Serialization is Key
Serialization plays an important role in the performance of any distributed application. Formats that are slow to serialize objects into, or those that consume a large number of bytes, will greatly slow down the computation.
“Because you’ll have to distribute your codes for running and your data for execution, you need to make sure that your programs can both serialize, deserialize, and send objects across the wire quickly,” Alex explains. This will often be the first thing you should tune to optimize a Spark application. Furthermore, Alex recommends the use of the Kryo serializer, because Java’s default serializer has mediocre performance with respect to runtime, as well as the size of its results.
Getting Partition Recommendations and Sizing to Work for You
Generally speaking, any performance management software that sees data skew will recommend more partitions, but not too many more. “The more partitions you have, the better your sterilizations could be,” says Alex. But that’s not always the case.
The best way to decide on the number of partitions in an RDD is to equate the number of partitions to a multiple of the number of cores in the cluster. This is so that all the partitions will process in parallel and the resources receive optimum utilization. Alex further suggests that you’ll want to avoid a situation where you have four executors and five partitions.

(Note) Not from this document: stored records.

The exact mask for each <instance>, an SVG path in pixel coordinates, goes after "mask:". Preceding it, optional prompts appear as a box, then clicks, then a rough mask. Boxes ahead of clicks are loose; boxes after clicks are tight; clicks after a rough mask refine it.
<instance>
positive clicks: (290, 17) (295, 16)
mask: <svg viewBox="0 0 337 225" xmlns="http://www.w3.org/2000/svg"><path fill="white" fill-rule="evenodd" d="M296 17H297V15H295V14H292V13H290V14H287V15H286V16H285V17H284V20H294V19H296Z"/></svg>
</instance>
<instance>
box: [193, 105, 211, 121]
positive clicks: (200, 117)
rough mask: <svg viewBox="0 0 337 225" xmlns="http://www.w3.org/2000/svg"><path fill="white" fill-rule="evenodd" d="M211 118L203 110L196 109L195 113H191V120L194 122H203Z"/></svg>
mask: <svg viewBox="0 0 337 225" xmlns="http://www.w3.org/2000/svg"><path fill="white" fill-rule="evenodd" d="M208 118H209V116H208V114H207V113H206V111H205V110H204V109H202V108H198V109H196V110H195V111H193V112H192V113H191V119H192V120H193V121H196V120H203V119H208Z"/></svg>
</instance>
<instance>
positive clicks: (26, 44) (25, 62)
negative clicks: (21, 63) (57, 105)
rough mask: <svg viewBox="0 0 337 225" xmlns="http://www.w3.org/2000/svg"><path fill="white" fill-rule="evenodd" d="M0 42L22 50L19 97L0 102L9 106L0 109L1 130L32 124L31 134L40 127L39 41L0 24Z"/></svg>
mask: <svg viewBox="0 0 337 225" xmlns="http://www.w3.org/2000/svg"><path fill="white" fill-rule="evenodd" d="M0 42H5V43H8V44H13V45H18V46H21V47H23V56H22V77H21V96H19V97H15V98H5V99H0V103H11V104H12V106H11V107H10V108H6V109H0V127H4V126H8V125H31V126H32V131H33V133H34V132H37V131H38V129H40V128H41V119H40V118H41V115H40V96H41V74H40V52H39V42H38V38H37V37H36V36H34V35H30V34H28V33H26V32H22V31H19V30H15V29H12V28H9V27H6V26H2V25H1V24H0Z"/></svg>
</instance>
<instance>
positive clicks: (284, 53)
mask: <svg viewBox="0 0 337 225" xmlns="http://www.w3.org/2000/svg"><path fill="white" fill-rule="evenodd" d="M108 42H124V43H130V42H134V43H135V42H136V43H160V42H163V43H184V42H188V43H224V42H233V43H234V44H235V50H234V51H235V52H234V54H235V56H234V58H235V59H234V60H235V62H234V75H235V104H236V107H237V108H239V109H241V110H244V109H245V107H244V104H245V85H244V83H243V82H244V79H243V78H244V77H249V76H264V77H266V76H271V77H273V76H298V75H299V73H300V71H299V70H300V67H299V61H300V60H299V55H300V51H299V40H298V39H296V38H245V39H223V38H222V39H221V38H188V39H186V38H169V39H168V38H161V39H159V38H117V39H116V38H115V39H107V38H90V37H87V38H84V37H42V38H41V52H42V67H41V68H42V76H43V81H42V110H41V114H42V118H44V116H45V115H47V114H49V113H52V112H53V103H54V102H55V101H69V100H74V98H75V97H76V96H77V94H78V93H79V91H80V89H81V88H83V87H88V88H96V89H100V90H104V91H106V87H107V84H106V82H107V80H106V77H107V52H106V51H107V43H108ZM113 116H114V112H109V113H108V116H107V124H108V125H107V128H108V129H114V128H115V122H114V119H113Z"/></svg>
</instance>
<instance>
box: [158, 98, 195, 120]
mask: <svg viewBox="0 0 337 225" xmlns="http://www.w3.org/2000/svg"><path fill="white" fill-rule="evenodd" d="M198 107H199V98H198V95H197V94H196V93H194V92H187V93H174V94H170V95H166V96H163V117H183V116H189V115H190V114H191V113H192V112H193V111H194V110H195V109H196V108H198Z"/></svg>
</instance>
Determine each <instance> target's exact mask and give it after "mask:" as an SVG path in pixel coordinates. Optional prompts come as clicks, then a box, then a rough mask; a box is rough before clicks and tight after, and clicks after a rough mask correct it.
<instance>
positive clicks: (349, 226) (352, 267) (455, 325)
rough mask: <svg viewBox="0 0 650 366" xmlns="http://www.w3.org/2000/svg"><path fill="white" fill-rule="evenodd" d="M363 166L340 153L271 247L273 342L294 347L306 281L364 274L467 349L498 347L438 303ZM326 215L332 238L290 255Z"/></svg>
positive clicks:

Monitoring Both Executor Size, And Yarn Memory Overhead
Often, what you’re trying to do is subdivide your data set into the smallest pieces that can be easily consumed by your Spark executors, but you don’t want them to be too small. There are a few ways to find that happy middle ground, but you’ll have to find a way around data skew by ensuring a well-distributed key space.
“Make a guess at the size of your executor based on the amount of data you expect to be processed at any one time,” Alex says. “Know your data set, know your partition count.” However, that’s not everything there is to it. There are two values in Spark on YARN to keep an eye on: the size of your executor, and the YARN memory overhead. This is to prevent the YARN scheduler from killing an application that uses a large amount of NIO memory or other off-head memory areas.
Getting the Most out of DAG Management
It’s always a good idea to keep an eye on the complexity of the execution plan. Use the DAG (directed acyclic graph) Visualization tool that comes with SparkUI for one possible visual map. If something that you think should be straightforward (a basic join, for example) is taking 10 stages, you can look at your query or code and perhaps reduce it to two or three stages.
Alex offers one solid tip: “Look at each of the stages in the parallelization.” he says. “Keep an eye on your DAG, not just on the overall complexity. Make sure each stage in your code is actually running in parallel.” If you have a (non-parallel) stage using less than 60% of the available executors, the questions to keep in mind are: Should that compute be rolled into another stage? Is there a separate partitioning issue?
Managing Library Conflicts
When it comes to shading, one quick tip from Alex is to make sure that any external dependencies and classes you bring in are available in the environment you are using, and that they do not conflict with internal libraries used by your version of Spark. A specific example of such is the use of Google Protobuf, a popular binary format for storing and transporting data more compact than JSON.